LAWS(BOM)-1945-3-13

ALIMOHAMED JUMARDIKHAN Vs. SHANKAR TUKARAM POTE

Decided On March 01, 1945
ALIMOHAMED JUMARDIKHAN Appellant
V/S
SHANKAR TUKARAM POTE Respondents

JUDGEMENT

(1.) THIS is an appeal against a decision of the Additional Commissioner for Workmen's Compensation. He has awarded Rs. 810 on account of an accident caused to a daily labourer who was travelling in her employer's motor lorry for loading and unloading the lorry with bricks. The accident occurred on June 25, 1943, and death took place three days later ; but notice of the accident was not given by the representatives of the injured woman until July 22, and failure to give adequate notice is one of the grounds of this appeal by the employer.

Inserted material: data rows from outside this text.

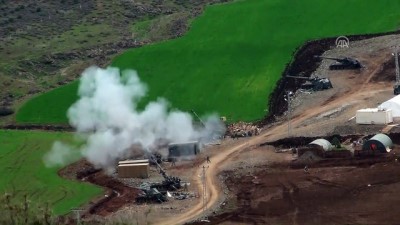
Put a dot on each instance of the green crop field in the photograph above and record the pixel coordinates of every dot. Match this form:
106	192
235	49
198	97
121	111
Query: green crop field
23	171
233	55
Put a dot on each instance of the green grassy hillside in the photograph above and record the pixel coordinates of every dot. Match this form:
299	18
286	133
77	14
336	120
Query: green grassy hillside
23	171
233	55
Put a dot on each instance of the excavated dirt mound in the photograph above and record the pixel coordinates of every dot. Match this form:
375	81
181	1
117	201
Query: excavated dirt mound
349	194
305	63
117	194
387	72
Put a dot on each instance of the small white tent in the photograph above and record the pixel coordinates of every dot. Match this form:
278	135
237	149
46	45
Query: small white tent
393	104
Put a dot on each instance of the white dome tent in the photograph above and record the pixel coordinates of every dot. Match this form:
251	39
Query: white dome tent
394	105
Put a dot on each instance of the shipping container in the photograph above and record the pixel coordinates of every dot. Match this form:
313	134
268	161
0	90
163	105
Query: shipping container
374	116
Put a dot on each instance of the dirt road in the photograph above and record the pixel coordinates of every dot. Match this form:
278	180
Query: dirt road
363	90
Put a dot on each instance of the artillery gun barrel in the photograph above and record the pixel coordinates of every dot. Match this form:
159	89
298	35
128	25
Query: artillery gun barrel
325	57
307	78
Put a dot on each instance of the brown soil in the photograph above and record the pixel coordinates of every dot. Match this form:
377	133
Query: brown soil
117	194
280	195
333	195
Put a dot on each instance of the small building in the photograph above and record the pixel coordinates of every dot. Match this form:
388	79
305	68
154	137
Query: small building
133	169
318	147
321	143
374	116
378	143
394	105
183	151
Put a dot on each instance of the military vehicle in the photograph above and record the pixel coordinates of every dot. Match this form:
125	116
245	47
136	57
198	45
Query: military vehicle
314	83
345	63
150	195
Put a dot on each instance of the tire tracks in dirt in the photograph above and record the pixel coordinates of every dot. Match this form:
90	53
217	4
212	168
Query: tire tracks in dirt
223	156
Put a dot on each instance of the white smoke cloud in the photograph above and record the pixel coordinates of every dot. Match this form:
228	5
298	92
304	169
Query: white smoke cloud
108	116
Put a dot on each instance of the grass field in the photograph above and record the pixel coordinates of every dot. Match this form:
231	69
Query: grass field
233	55
23	171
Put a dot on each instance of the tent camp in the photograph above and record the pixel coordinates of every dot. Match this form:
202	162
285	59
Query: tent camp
394	105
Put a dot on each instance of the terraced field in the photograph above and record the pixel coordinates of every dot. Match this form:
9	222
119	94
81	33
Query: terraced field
24	172
233	55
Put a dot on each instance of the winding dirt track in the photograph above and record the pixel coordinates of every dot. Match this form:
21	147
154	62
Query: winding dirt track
365	89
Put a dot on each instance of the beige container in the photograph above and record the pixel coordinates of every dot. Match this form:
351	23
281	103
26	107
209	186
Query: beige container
140	170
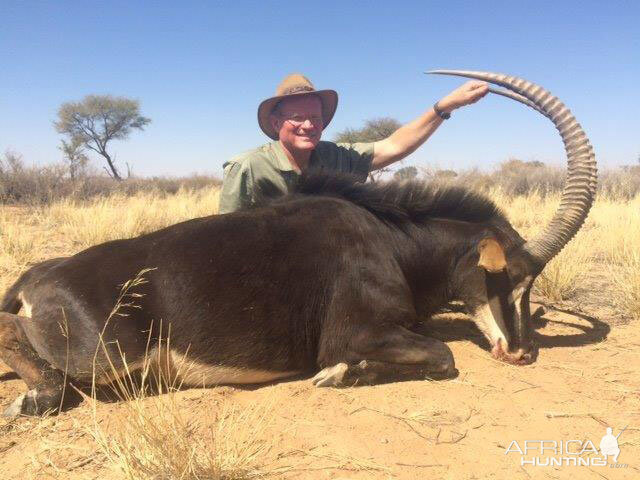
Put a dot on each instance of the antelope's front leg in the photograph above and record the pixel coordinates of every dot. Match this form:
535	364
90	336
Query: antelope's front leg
379	354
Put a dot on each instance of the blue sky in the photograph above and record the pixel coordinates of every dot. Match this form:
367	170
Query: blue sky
200	69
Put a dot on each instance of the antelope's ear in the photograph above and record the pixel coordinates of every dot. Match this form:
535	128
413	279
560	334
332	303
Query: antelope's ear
492	257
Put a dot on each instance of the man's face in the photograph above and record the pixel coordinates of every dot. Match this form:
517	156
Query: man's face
299	122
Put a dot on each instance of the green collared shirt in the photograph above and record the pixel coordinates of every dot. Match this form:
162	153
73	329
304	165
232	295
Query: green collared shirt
242	173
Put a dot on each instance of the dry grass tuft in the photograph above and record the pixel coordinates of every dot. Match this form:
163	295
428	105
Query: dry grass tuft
153	439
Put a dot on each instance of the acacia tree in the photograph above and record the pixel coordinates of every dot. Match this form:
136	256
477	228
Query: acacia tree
374	130
96	120
74	155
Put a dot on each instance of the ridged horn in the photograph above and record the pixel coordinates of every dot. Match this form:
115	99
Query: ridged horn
582	177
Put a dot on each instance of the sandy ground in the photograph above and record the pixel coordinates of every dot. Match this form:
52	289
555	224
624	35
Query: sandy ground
585	379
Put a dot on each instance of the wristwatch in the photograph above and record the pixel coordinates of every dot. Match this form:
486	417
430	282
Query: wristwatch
440	113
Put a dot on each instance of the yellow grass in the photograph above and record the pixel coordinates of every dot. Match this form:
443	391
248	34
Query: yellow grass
152	439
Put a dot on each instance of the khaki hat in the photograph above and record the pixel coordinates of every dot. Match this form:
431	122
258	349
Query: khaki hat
293	85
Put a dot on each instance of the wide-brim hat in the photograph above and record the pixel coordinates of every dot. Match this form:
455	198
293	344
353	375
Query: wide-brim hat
295	85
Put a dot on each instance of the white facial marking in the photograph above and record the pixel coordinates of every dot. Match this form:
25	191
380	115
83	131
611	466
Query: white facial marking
488	325
26	306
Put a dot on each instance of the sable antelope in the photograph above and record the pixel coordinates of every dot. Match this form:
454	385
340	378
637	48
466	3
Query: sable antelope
329	278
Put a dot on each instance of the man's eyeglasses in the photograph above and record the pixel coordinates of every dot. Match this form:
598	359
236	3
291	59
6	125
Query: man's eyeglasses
296	119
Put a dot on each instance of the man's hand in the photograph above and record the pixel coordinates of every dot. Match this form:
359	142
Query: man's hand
467	94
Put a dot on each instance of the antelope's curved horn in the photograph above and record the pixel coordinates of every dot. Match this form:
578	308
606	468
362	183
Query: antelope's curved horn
582	177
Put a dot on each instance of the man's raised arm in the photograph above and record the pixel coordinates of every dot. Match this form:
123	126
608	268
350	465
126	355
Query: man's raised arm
410	136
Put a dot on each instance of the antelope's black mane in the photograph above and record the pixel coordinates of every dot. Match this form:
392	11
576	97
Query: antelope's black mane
396	202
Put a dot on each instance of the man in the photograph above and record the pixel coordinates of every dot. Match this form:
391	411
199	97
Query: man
295	118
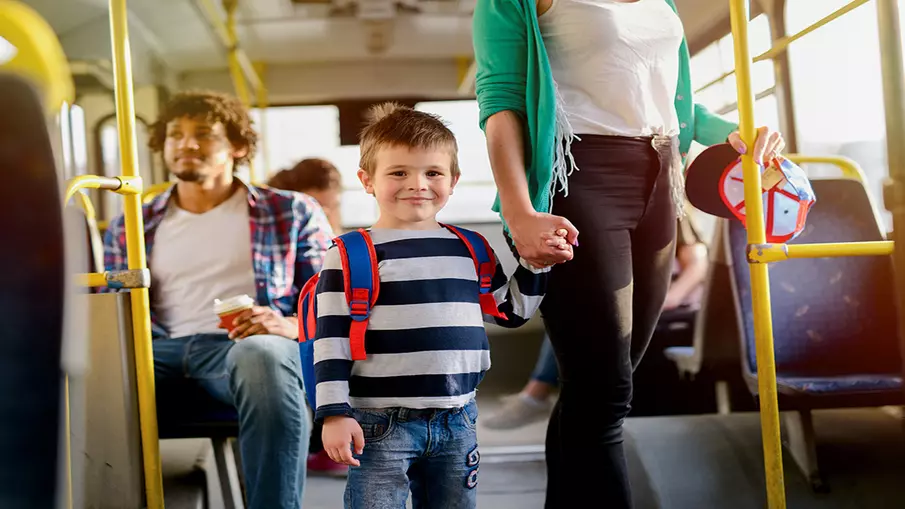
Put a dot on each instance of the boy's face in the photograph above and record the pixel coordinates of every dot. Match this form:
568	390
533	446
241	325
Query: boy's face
197	151
411	185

(2.) THIS Court is not entitled to interfere with the findings of fact arrived at by the Commissioner for Workmen's Compensation except on a substantial question of law, and that would of course include a finding of fact which was not based upon evidence; and it has been argued in this appeal that the Commissioner was wrong in his finding that the injured woman was employed by the employer. There is however evidence in that respect, though it is not particularly good evidence. The evidence of the driver of the lorry is that she was engaged on the road by the employer's mukadam, who himself was in the lorry at the time; and though there is the evidence of another occupant of the lorry to the effect that the, employment was by the driver, and though the muster roll (as is not unnatural) does not contain any mention of this woman having been employed that day, there is undoubtedly evidence on which it was possible for the Commissioner to come to his finding, and it is therefore not open to us to interfere. We take it that she was in fact in the employ of her employer at the time of the accident.

(3.) IT is next argued that the deceased was not a workman within the meaning of the Act even on the facts found. "workman" is defined in Section 2 (1) (n), and it includes a person who is employed on monthly wages not exceeding Rs. 300 in any such capacity as is specified in Schedule II. There is the authority of this High Court in Ellerman's City and Hall Lines v. "thomas (1937) 39 Bom. L. R. 1230 to show that monthly wages not exceeding Rs. 300 do not restrict the definition of workman to people who are in fact employed on monthly wages, thereby excluding people on daily wages. An addition was made to Schedule II by Government Notification No.7685, dated March 1, 1038, so as to include persons employed for the purpose of loading 6r unloading any mechanically propelled vehicle or in the handling or transport of goods which have been loaded into any mechanically propelled vehicle. On the authority of a case decided by a bench of this High Court in Parsu v. Bombay Port Trust (1929) 31 Bom. L. R. 1304, it has been argued that the words "employed for the purpose of" and the words "employed in" mean exactly the same thing, so that an accident which occurred while the employee was on the way to work could not be the subject of a claim to compensation, it not having occurred while the employee was employed in the actual work. That case, however, could have been decided more appropriately on a different ground altogether, namely that the person who suffered the accident was at the time of the accident acting altogether outside the scope of his employment and not merely acting in something that was incidental to his employment but was not the actual employment In the present case it could hardly be accepted that the lorry, which as we know was being driven to a brick field for the purpose of picking up bricks, should be expected to wait at the brick field while the person injured walked; and we take it therefore that her travelling to the brick field Was within the scope of her employment. There is a later case of this High Court to which I have already referred, Ellerman's City and Hall Lines v. Thomas, in which a man was drowned after the work had come to an end and was yet held to be a workman within the meaning of the Act. We consider ourselves free to follow the later of these two decisions. In our view the injured woman was not only killed in the course of her employment but was also a workman within the meaning of the Act.